Running this alongside everything else is the real work
Here is the honest part. Adding ChatGPT ads to a stack that already includes Meta, Google, and email does not make acquisition simpler, it makes it harder. You now have one more auction to learn, one more creative format to feed, and one more attribution gap to reconcile, all while the cheapest, highest-volume channel for most operators is still Meta. That is exactly the layer Run1Ads.ai handles. It runs Meta ad accounts end to end for ecommerce brands, Amazon sellers, and hotels, replacing the agency layer so a founder can keep paid acquisition performing without living inside an ads manager. The point is not to ignore ChatGPT ads, it is to keep your core channel disciplined so you have the margin and the attention to test new ones like this one properly. More vertical models are launching soon.
The takeaway
ChatGPT ads in 2026 are real, genuinely high-intent, and genuinely expensive.
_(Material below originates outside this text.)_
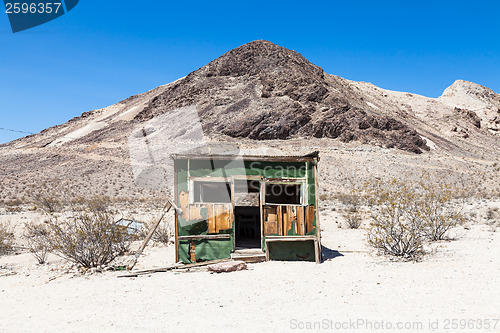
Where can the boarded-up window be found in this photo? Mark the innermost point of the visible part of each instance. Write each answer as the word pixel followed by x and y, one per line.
pixel 288 219
pixel 246 192
pixel 211 192
pixel 283 194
The self-serve launch and the removal of the $50,000 minimum mean a small operator can now test them, but the 5 to $60 CPM means you should test them as a precision capture channel, not a volume play. Start with a small CPC budget, write context hints like a human describing a customer's moment, send clicks to a page that finishes the thought, and measure with assisted conversions rather than last click. Then protect the margin on your core channels so you can afford to keep experimenting.